Using Cryptographic Hashes Correctly and Effectively

advertisement
Using Cryptographic Hashes Correctly and Effectively
Introduction
Many people have heard that in some vague way some obscure technology called
cryptographic hash values can be used to verify a software component is or is not the
correct version of the software component. This is true. Moreover, you do not need to
have a significant understanding of how hashing works in order to use hash values
correctly and effectively. This article is for intended for election officials, elected
officials, citizen activists and attorneys.
First, I want to assure you it is possible to use complex technology without a significant
understanding of the technology. Most people do it every day. If you are reading this
article on the World Wide Web you are currently using complex technology without a
significant understanding of that technology. How many readers of this article are
familiar with the fine details of the any of following?
Internet protocol (IP) which includes,
 internet protocol packets (IP packets),
 domain name servers,
 IP routing,
Hypertext transfer protocol (the HTTP of the URL to this article),
Lossless data compression,
Error detection, or
Error correcting codes?
The honest answer for all of us is none of the above. Yet, all of the technologies listed
above (and more) are used right now as your read this online article. I firmly believe any
reader of this article could master the fine details of the above technologies if they chose.
But, life is too short and there are only so many hours in a day. Who wants to learn the
details of IP packet routing in order to read an online document? Or learn the intricacies
of fuel injection in order to drive an automobile? Both may be interesting to some, but
deep knowledge of either is unnecessary to use the technology they represent: the world
wide web and automobiles.
Unfortunately, in the area of cryptography and cryptographic hashing in particular, many
familiar with the technology insist on explaining how hashing works rather than how to
use hashes and hash values correctly. Or, worse in some ways, the proper use of
cryptographic hashes and hash values is buried within a chapter in book covering how
hashes work. I will attempt to excerpt and distill such chapters to explain how to use
hashes and hash values without explaining how hashing works. What little technical
exposition there is in this article will be hidden behind links to more detailed information
or placed at the end of this article in endnotes.
What do I need to know?
For a car with an automatic transmission you need to know how only 4 controls work in
order to drive the automobile. Those controls would be:
 The steering wheel,
 The accelerator,
 The brake, and
 The turn indicators.
With cryptographic hashes you need to know only 5 things in order to use cryptographic
hashes properly. These 5 items are:
1. The name of the algorithm(s) used,
2. The name of the software component for which the hash value was calculated
(optional)
3. The size of the software component for which the hash value was calculated,
4. The hash value generated by the selected algorithm, and
5. The error rate for the algorithm
Much to the chagrin of some technologists I would argue the fifth item (error rate) is also
optional.
So what are the meanings of some these terms which I used without definition so far? I
think the definitions can be aided by setting some context. The following sentences are
typical statements which involve cryptographic hashes and hash values.
 The file, _SETUP.EXE, found on the installation disk for the Sequoia WinEDS
Election Database System 2.6 Build 220 had a size of 8192 bytes, an MD5 hash
value of 1F9BBFAAB8DEC9AC4416E5BE2D22E315, and a SHA-1 hash value
of E0A61765653F18ED0777DF975B10D46D586541E6.

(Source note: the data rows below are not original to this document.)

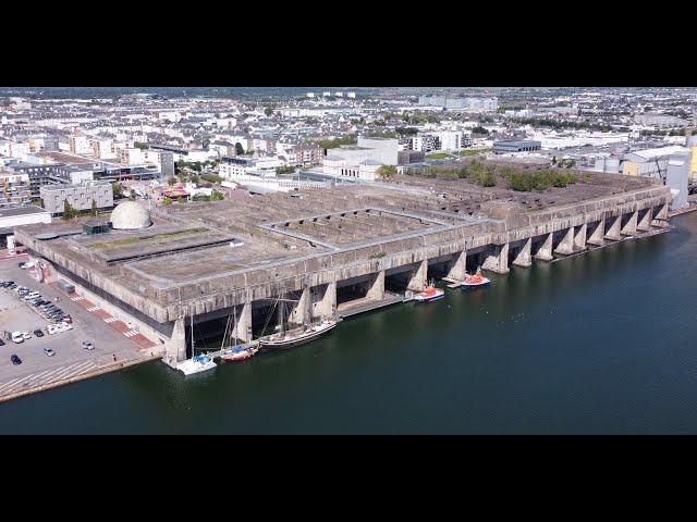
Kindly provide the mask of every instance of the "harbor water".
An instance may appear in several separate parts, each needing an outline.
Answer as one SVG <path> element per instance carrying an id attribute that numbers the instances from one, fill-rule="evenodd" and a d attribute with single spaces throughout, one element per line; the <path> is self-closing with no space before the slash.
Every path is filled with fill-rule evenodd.
<path id="1" fill-rule="evenodd" d="M 2 403 L 0 433 L 697 433 L 697 213 L 672 223 L 207 374 L 154 362 Z"/>

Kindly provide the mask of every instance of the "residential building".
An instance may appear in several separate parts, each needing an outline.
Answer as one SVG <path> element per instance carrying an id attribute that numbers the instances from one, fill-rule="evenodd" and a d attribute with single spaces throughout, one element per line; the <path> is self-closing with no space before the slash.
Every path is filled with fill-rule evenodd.
<path id="1" fill-rule="evenodd" d="M 113 189 L 109 182 L 89 182 L 81 185 L 44 186 L 40 189 L 44 208 L 51 215 L 63 213 L 65 201 L 75 210 L 90 210 L 93 201 L 98 209 L 113 207 Z"/>
<path id="2" fill-rule="evenodd" d="M 496 153 L 531 152 L 541 149 L 542 144 L 540 141 L 508 139 L 493 142 L 493 151 Z"/>

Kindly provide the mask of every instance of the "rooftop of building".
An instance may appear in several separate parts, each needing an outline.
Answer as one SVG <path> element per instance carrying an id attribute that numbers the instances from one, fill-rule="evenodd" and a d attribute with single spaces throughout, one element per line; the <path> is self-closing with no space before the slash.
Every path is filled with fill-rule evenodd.
<path id="1" fill-rule="evenodd" d="M 658 182 L 589 173 L 575 185 L 540 194 L 400 175 L 389 184 L 176 202 L 155 209 L 152 225 L 138 231 L 87 236 L 78 220 L 21 229 L 29 236 L 62 234 L 44 243 L 56 256 L 167 304 L 174 295 L 186 300 L 215 294 L 223 279 L 253 284 L 255 271 L 281 274 L 330 254 L 348 260 L 352 251 L 378 244 L 416 241 L 418 248 L 424 234 L 453 226 L 476 232 L 498 219 L 492 202 L 534 213 L 651 186 Z"/>

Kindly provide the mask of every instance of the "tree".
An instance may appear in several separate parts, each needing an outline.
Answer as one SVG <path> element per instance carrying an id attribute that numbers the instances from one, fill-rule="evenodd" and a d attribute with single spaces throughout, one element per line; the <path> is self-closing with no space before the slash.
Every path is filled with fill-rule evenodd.
<path id="1" fill-rule="evenodd" d="M 394 165 L 380 165 L 376 171 L 378 176 L 382 179 L 389 179 L 396 175 L 396 166 Z"/>
<path id="2" fill-rule="evenodd" d="M 72 220 L 75 217 L 75 210 L 71 207 L 68 199 L 63 201 L 63 220 Z"/>

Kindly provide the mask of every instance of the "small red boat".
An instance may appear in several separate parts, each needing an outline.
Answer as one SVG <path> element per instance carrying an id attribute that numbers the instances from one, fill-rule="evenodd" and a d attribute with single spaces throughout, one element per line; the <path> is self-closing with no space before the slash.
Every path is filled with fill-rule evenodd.
<path id="1" fill-rule="evenodd" d="M 424 291 L 416 294 L 414 300 L 418 302 L 431 302 L 441 299 L 445 296 L 445 290 L 429 286 Z"/>
<path id="2" fill-rule="evenodd" d="M 464 283 L 462 284 L 463 288 L 477 288 L 480 286 L 487 286 L 491 283 L 490 279 L 486 278 L 481 275 L 481 272 L 477 270 L 477 273 L 474 275 L 468 275 L 465 277 Z"/>
<path id="3" fill-rule="evenodd" d="M 252 359 L 259 351 L 258 344 L 233 346 L 225 350 L 220 359 L 224 362 L 240 362 Z"/>

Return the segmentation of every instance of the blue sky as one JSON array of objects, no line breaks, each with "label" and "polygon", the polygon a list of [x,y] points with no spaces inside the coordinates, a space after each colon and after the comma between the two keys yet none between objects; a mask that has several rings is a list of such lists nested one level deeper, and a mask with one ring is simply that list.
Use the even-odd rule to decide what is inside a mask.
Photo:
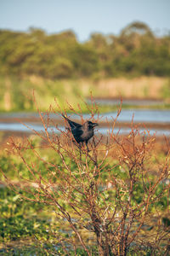
[{"label": "blue sky", "polygon": [[0,0],[0,29],[48,33],[71,29],[80,41],[94,32],[119,34],[133,21],[157,34],[170,31],[170,0]]}]

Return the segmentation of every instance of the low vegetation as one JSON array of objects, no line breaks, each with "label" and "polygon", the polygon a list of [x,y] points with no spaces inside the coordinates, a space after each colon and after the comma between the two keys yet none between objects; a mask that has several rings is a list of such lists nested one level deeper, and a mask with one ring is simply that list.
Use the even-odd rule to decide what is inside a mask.
[{"label": "low vegetation", "polygon": [[[93,102],[88,111],[93,120]],[[36,141],[10,138],[10,156],[2,157],[2,180],[11,190],[1,196],[1,241],[29,238],[37,255],[167,255],[169,141],[160,147],[133,123],[120,137],[116,119],[107,137],[96,132],[88,152],[69,131],[49,132],[49,119],[38,113],[44,132],[35,132]]]}]

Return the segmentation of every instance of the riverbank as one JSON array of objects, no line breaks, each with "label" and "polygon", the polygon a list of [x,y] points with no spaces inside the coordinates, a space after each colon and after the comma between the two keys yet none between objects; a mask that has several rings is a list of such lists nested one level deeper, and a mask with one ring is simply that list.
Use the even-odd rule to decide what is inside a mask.
[{"label": "riverbank", "polygon": [[[91,96],[106,100],[118,99],[122,97],[123,108],[134,106],[141,102],[141,108],[169,108],[170,107],[170,79],[159,77],[139,77],[139,78],[110,78],[105,79],[60,79],[50,80],[41,77],[29,76],[18,79],[16,78],[0,78],[0,111],[19,112],[36,111],[33,98],[33,91],[38,108],[42,110],[48,109],[52,104],[58,108],[54,102],[56,98],[60,107],[67,110],[71,104],[78,111],[78,104],[81,105],[82,112],[87,112],[83,104],[87,98]],[[133,101],[135,100],[136,102]],[[146,104],[144,101],[155,101]],[[128,101],[128,104],[125,104]],[[161,104],[160,104],[161,102]],[[134,105],[133,105],[134,104]],[[137,104],[137,105],[138,105]],[[154,104],[154,105],[153,105]],[[83,105],[83,106],[82,106]],[[105,104],[104,104],[105,105]],[[110,106],[100,106],[99,111],[109,111]]]}]

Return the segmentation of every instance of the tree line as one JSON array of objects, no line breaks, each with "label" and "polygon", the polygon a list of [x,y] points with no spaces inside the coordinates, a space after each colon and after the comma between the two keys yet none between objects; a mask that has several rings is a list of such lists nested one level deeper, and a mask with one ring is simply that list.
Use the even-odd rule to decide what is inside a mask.
[{"label": "tree line", "polygon": [[93,33],[80,43],[72,31],[47,34],[0,30],[0,74],[47,79],[94,79],[170,74],[170,35],[156,37],[142,22],[118,36]]}]

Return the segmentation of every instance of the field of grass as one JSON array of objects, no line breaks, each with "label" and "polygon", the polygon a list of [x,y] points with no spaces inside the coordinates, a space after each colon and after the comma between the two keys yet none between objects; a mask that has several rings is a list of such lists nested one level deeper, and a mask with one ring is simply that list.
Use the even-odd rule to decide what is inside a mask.
[{"label": "field of grass", "polygon": [[[139,98],[163,100],[168,108],[170,101],[170,80],[166,78],[139,77],[116,78],[104,80],[76,79],[50,80],[30,76],[23,79],[0,78],[0,111],[36,111],[33,90],[42,110],[52,104],[54,98],[61,108],[69,109],[66,102],[79,110],[80,98],[85,100],[92,92],[93,96],[101,98]],[[82,107],[82,112],[83,106]],[[103,108],[103,107],[102,107]],[[110,107],[107,107],[106,110]],[[113,107],[112,107],[113,108]],[[105,107],[104,108],[105,109]]]},{"label": "field of grass", "polygon": [[[20,144],[23,144],[25,141],[20,137],[15,137],[15,140],[18,141]],[[34,144],[32,144],[32,146],[34,147],[38,148],[42,145],[41,140],[37,137],[34,137],[33,142]],[[2,141],[2,143],[3,143]],[[7,143],[7,148],[8,145]],[[62,166],[61,159],[53,150],[42,148],[42,147],[40,147],[37,152],[40,154],[41,158],[47,162],[51,162],[54,165],[56,164],[58,166]],[[154,155],[156,155],[156,159],[154,156],[150,159],[151,169],[149,169],[151,175],[150,178],[153,180],[153,182],[156,177],[156,170],[157,169],[157,163],[163,163],[166,160],[167,154],[167,149],[166,144],[162,143],[162,140],[158,141],[157,146],[154,148]],[[34,166],[37,168],[36,172],[41,172],[42,178],[48,179],[49,174],[53,173],[53,167],[50,169],[48,168],[47,171],[47,164],[44,163],[43,160],[39,161],[39,159],[36,157],[31,149],[26,150],[25,157],[29,165],[31,165],[31,162],[34,163]],[[71,170],[74,173],[76,169],[76,164],[72,161],[69,156],[66,157],[65,160],[66,164],[71,166]],[[101,173],[102,182],[105,186],[110,175],[110,173],[108,172],[110,165],[115,165],[116,167],[113,169],[113,172],[116,178],[120,181],[122,180],[122,182],[126,181],[128,178],[125,172],[120,172],[121,166],[117,165],[116,160],[115,160],[115,163],[112,161],[113,160],[110,162],[110,159],[108,159],[109,166],[107,166]],[[33,193],[37,193],[37,187],[33,186],[34,179],[32,179],[32,175],[26,166],[15,155],[10,155],[8,152],[2,150],[0,152],[0,168],[5,176],[18,186],[17,193],[6,186],[1,186],[0,188],[0,253],[2,255],[3,255],[3,253],[4,253],[4,255],[20,255],[20,253],[22,253],[22,255],[33,255],[34,253],[36,253],[36,255],[48,255],[48,253],[50,254],[52,252],[58,253],[57,255],[64,255],[63,249],[60,247],[61,238],[65,240],[70,236],[72,237],[72,239],[76,239],[76,237],[65,220],[64,220],[63,218],[56,218],[53,206],[45,206],[43,203],[30,202],[21,199],[20,195],[27,196],[26,192],[23,192],[23,189],[29,185],[26,182],[27,180],[32,180],[31,189],[33,189],[32,191],[35,190]],[[20,177],[22,177],[22,181]],[[0,180],[3,184],[5,184],[5,178],[2,173],[0,174]],[[60,175],[53,177],[53,183],[54,183],[56,186],[59,186],[60,183],[62,183],[61,177],[60,177]],[[156,196],[162,194],[162,189],[163,184],[160,183],[156,190]],[[107,198],[107,201],[109,198],[108,195],[111,200],[114,196],[114,191],[108,190],[103,195],[103,196]],[[143,186],[136,184],[134,202],[137,201],[139,203],[143,196]],[[152,237],[152,236],[155,236],[155,218],[158,216],[162,222],[162,224],[160,224],[161,227],[163,227],[163,225],[169,226],[170,220],[168,218],[169,207],[167,196],[167,195],[163,195],[156,204],[150,206],[150,211],[151,214],[153,214],[153,220],[144,226],[140,234],[140,236],[142,236],[141,237],[144,237],[144,236],[146,237]],[[71,207],[67,205],[66,201],[62,201],[62,200],[60,201],[65,209],[71,212]],[[81,226],[79,229],[81,234],[85,237],[87,244],[91,247],[92,255],[98,255],[95,242],[94,241],[94,235],[88,231],[85,232]],[[55,245],[54,247],[54,245]],[[68,246],[70,247],[70,245]],[[71,255],[75,255],[73,248],[70,248],[70,252]],[[77,248],[76,253],[77,255],[86,255],[86,253],[81,247]],[[150,248],[145,248],[143,251],[143,254],[136,254],[134,252],[131,253],[129,251],[128,255],[152,254]]]}]

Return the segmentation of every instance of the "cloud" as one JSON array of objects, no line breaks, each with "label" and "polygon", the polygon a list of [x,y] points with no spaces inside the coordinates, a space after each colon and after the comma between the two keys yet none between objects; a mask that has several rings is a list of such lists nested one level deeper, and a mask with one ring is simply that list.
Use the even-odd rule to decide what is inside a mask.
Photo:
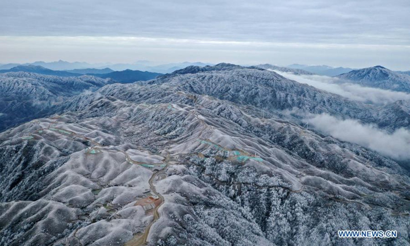
[{"label": "cloud", "polygon": [[378,88],[364,87],[345,83],[338,78],[321,75],[296,75],[275,71],[284,77],[300,83],[347,97],[352,100],[373,104],[386,104],[399,100],[410,100],[410,94]]},{"label": "cloud", "polygon": [[403,128],[388,133],[374,125],[328,114],[312,115],[306,120],[315,129],[342,141],[357,144],[395,159],[410,159],[410,131]]},{"label": "cloud", "polygon": [[[3,2],[0,35],[9,42],[0,40],[1,62],[128,62],[132,57],[409,69],[408,0]],[[35,44],[38,37],[52,40]],[[118,38],[106,45],[84,37]],[[121,37],[161,39],[159,44],[117,43]]]}]

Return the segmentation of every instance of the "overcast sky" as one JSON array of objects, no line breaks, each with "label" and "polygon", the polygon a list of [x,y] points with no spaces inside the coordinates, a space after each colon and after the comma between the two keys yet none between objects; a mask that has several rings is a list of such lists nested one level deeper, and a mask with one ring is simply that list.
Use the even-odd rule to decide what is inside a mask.
[{"label": "overcast sky", "polygon": [[410,70],[408,0],[13,0],[0,63],[201,61]]}]

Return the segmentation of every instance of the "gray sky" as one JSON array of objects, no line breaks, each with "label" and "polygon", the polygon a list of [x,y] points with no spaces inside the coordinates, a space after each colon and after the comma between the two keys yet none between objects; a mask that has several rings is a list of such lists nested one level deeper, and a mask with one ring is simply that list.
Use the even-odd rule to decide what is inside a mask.
[{"label": "gray sky", "polygon": [[410,1],[13,0],[0,63],[146,59],[410,70]]}]

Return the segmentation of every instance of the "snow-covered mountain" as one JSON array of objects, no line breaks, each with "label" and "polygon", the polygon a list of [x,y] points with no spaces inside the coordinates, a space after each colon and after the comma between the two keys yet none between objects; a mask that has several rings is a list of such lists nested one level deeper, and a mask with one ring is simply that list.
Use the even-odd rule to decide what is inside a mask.
[{"label": "snow-covered mountain", "polygon": [[73,69],[71,70],[65,70],[73,73],[79,73],[80,74],[104,74],[114,72],[114,70],[108,68],[98,69],[96,68],[85,68],[83,69]]},{"label": "snow-covered mountain", "polygon": [[292,64],[286,67],[293,69],[303,69],[316,74],[330,76],[334,76],[342,73],[348,73],[355,70],[353,68],[343,68],[342,67],[334,68],[326,65],[309,66],[300,64]]},{"label": "snow-covered mountain", "polygon": [[124,71],[116,71],[104,74],[90,74],[90,75],[103,78],[111,78],[121,83],[133,83],[137,81],[145,81],[153,79],[161,75],[161,73],[127,69]]},{"label": "snow-covered mountain", "polygon": [[267,70],[275,70],[285,73],[291,73],[297,75],[312,75],[314,74],[313,73],[308,72],[303,69],[298,68],[290,68],[285,67],[278,67],[277,66],[271,65],[271,64],[260,64],[257,66],[258,68],[263,68]]},{"label": "snow-covered mountain", "polygon": [[410,92],[410,75],[381,66],[352,71],[337,77],[363,86]]},{"label": "snow-covered mountain", "polygon": [[74,77],[80,76],[79,73],[71,73],[65,71],[54,71],[46,68],[41,66],[27,65],[17,66],[10,69],[0,70],[0,73],[5,73],[10,72],[27,72],[28,73],[39,73],[46,75],[60,76],[62,77]]},{"label": "snow-covered mountain", "polygon": [[[408,171],[301,124],[407,104],[227,64],[72,96],[0,133],[0,244],[408,245]],[[400,236],[337,236],[356,229]]]},{"label": "snow-covered mountain", "polygon": [[0,131],[49,115],[56,105],[86,90],[112,83],[90,75],[60,77],[25,72],[0,74]]}]

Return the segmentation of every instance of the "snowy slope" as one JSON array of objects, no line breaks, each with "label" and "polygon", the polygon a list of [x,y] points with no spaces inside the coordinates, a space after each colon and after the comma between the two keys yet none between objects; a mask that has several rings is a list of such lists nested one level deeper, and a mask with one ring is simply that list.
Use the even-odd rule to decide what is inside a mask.
[{"label": "snowy slope", "polygon": [[[228,64],[58,107],[0,133],[0,244],[409,245],[407,171],[283,113],[379,108]],[[337,236],[349,229],[400,236]]]},{"label": "snowy slope", "polygon": [[363,86],[410,92],[410,76],[381,66],[352,71],[336,77]]}]

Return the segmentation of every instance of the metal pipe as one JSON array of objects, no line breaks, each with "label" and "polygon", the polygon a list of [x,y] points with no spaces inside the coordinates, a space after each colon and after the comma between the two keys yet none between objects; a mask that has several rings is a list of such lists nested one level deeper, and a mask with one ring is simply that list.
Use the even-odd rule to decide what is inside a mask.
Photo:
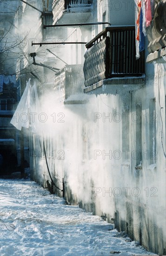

 The scanner firmware for the M650 of the ES&S optical scanner in Columbia
County, WI had a SHA1 hash value of
8585D0B734F85A37E0C6AA35391E66F873AD3064.
 The SHA1 hash value for the firmware of the M650 scanner version 1.2.0.0 (as
recorded by the National Software Reference Library) is
8585D0B734F85A37E0C6AA35391E66F873AD3064.
 The file KERNEL.DLL found on the Hart Intercivic of Tarrent County, TX
central tabulator had a file size of 983,552 bytes, an MD5 hash value of
775191A31455FAD793312F8D087146EB and a SHA1 hash value of
888190F293016D9541DDD6AEF5AC94EE3886849A.
 The file KERNEL.DLL from the NSRL is 983,552 bytes and has a reference hash
values of 888190E31455FAD793312F8D087146EB and
775191D293016D9541DDD6AEF5AC94AB3776849A for MD5 and SHA;
respectively.
 Since the hash values of the software component, KERNEL.DLL, are different.
Thus, the software component, KERNEL.DLL, is not from the COTS operating
system Microsoft XP Professional Version 2002 Service Pack 2.
Definitions
MD5
SHA1
is the name of a hash algorithm which is short for Message Digest 5.
is the name of a hash algorithm which is short for Secure Hash Algorithm
one
SHA-256
is the name of one of the three hash algorithms which belong to the family
of hash algorithms know as SHA2 or Secure Hash Algorithm 2
SHA-384
is the name of one of the three hash algorithms which belong to the family
of hash algorithms know as SHA2 or Secure Hash Algorithm 2
SHA-512
is the name of one of the three hash algorithms which belong to the family
of hash algorithms know as SHA2 or Secure Hash Algorithm 2
Software
Is an collection of digital data which is under some form of version
Component
contro. Software component can be a file, an OCX control, a document, a
text file of configuration parameter, contents of the MS Windows registry,
an executable image, the contents of a memory card, the contents of a
portion of a memory card, the contents of a memory chip (e.g. containing
firmware)
Hash Value Is the large binary number (between 128 and 512 bits in length) which
produced by applying a hash algorithm to a software component. This
value is usually written down as a hexadecimal number.
Hexadecimal Is numbering system in base 16 instead of 10, the common base. The 16
digits are 0-9 followed by A-F.
.
And I use Hash Values How?
Now with some of the definitions out of the way we can discuss using hash algorithms
and hash values properly and effectively. The basic idea is to compare the hash values of
2 software components instead of performing a laborious byte for byte binary compare of
the 2 software components themselves. Aside from being excruciatingly slow, a byte for
byte comparison may be illegal because of trade secret, copyright or other intellectual
property concerns. Using hash values allows one to verify software components without
impinging on the intellectual property rights of the developer of the software component.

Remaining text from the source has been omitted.